[Openib-windows] RE: Connection rate of WSD

Tue Jun 6 06:39:51 PDT 2006

Hi Fab,

Here are the results of my testing of the fix that you have suggested
(using RNR):
[Just to give some background, here are some results:
	For 100mb Ethernet 1670 CPS (connections per second)
	For IPOIB 1950 CPS
]
1) The patch that you have sent to the MTHCA , works well and will be
applied today by Leonid to open IB.
2) The patch to the mt23108: The patch seems good, but we don't have the
resource to test it.
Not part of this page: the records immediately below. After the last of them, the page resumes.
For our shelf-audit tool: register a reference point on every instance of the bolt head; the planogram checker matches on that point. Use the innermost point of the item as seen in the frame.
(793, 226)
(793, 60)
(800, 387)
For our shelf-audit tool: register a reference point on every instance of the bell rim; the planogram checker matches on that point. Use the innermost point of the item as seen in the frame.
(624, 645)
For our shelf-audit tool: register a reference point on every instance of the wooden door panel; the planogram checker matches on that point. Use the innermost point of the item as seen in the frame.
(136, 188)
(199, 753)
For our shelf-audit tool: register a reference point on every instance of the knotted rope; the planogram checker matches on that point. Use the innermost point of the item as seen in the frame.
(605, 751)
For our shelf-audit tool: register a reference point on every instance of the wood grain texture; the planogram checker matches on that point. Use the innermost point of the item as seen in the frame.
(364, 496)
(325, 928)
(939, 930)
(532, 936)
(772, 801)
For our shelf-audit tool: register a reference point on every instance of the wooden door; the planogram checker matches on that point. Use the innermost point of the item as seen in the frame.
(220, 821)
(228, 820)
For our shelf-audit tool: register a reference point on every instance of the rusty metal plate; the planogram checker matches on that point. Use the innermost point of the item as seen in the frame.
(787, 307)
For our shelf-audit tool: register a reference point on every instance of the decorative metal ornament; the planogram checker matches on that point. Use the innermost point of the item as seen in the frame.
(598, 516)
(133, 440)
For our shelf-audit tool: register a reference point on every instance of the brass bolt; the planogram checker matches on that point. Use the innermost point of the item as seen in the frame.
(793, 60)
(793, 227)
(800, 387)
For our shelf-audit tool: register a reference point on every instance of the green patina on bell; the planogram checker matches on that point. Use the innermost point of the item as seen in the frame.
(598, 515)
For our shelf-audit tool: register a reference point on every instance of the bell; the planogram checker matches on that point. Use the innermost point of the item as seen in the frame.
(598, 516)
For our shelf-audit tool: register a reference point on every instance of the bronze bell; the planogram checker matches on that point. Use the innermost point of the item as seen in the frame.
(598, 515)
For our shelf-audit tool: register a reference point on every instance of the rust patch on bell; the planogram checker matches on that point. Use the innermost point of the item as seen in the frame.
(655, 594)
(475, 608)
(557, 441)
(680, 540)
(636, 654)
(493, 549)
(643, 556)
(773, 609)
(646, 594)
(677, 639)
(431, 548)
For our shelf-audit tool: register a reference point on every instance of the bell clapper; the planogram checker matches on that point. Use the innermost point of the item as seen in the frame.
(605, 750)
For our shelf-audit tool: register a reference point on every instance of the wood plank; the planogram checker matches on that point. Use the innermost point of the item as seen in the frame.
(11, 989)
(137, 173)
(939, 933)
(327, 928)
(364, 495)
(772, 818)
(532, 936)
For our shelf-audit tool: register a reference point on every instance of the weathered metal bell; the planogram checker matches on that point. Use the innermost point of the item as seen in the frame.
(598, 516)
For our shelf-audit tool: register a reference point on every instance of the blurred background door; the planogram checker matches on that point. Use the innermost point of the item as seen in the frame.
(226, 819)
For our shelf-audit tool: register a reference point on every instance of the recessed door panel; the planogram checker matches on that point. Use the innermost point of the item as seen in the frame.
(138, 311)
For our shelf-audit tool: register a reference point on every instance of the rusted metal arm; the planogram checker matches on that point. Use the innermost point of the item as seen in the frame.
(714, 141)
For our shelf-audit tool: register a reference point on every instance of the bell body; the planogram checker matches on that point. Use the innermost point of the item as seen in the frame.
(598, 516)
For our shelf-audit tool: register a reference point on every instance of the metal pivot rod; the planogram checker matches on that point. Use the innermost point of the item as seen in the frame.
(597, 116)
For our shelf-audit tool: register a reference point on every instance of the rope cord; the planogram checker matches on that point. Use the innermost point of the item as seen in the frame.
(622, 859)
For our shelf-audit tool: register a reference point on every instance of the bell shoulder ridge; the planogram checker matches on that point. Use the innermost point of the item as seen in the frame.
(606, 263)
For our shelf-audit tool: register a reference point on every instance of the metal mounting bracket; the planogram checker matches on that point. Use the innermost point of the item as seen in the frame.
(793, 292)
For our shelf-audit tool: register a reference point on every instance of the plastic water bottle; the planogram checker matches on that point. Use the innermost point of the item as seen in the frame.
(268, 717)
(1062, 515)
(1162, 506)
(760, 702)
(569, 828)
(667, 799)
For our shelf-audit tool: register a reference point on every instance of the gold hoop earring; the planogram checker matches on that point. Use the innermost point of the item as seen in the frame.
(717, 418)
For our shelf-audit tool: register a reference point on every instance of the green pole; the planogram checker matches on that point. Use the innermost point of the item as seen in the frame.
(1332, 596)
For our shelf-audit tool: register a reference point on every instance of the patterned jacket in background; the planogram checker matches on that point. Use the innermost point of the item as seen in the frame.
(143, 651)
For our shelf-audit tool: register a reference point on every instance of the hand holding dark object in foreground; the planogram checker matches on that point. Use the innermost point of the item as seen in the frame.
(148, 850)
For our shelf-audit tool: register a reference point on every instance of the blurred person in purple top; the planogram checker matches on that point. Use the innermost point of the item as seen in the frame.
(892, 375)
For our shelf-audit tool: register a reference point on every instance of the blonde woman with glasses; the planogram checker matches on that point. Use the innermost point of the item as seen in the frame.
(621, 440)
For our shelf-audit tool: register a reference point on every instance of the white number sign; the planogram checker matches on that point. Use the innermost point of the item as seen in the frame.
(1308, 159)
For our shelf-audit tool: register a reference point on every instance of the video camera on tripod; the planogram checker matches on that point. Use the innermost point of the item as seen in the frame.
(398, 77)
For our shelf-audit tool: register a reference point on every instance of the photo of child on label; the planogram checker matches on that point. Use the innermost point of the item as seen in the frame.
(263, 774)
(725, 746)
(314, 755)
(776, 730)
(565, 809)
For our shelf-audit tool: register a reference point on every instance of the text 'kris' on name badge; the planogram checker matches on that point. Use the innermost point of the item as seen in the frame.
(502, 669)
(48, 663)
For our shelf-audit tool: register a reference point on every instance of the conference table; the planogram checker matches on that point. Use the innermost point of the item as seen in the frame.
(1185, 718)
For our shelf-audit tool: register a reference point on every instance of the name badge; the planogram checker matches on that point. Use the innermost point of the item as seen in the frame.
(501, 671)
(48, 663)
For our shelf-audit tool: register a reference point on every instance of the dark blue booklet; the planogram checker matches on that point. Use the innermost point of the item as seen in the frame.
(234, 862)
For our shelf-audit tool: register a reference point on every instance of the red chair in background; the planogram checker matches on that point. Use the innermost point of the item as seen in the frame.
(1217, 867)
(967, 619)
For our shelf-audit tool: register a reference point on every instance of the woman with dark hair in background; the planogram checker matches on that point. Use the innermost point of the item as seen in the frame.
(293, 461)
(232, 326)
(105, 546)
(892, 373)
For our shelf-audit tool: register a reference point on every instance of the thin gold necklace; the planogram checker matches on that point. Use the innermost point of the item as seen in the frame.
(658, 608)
Fill free to do the necessary tests and check it
in.
3) Maximum connection rate that I was able to achieve was 50 CPS. (In
all ways).
4) Using the fix that I have suggested, connection rate is down to 33
CPS.
5) To my understanding, setting the retry count to 7 is not good enough
as the remote side might never post the buffers, and there will be no
timeout to the sender, so the retry count should be set to 6.
6) Here are some results that I got from different timeout values:
RNR Time Constant		CPS
0x6				50
0x8				50
0x10				45
0x12				39
0x14				32
0x18				20
>From my experience, setting the value to 6 means that we get RNR NACK
exhausted errors even in an un stable system.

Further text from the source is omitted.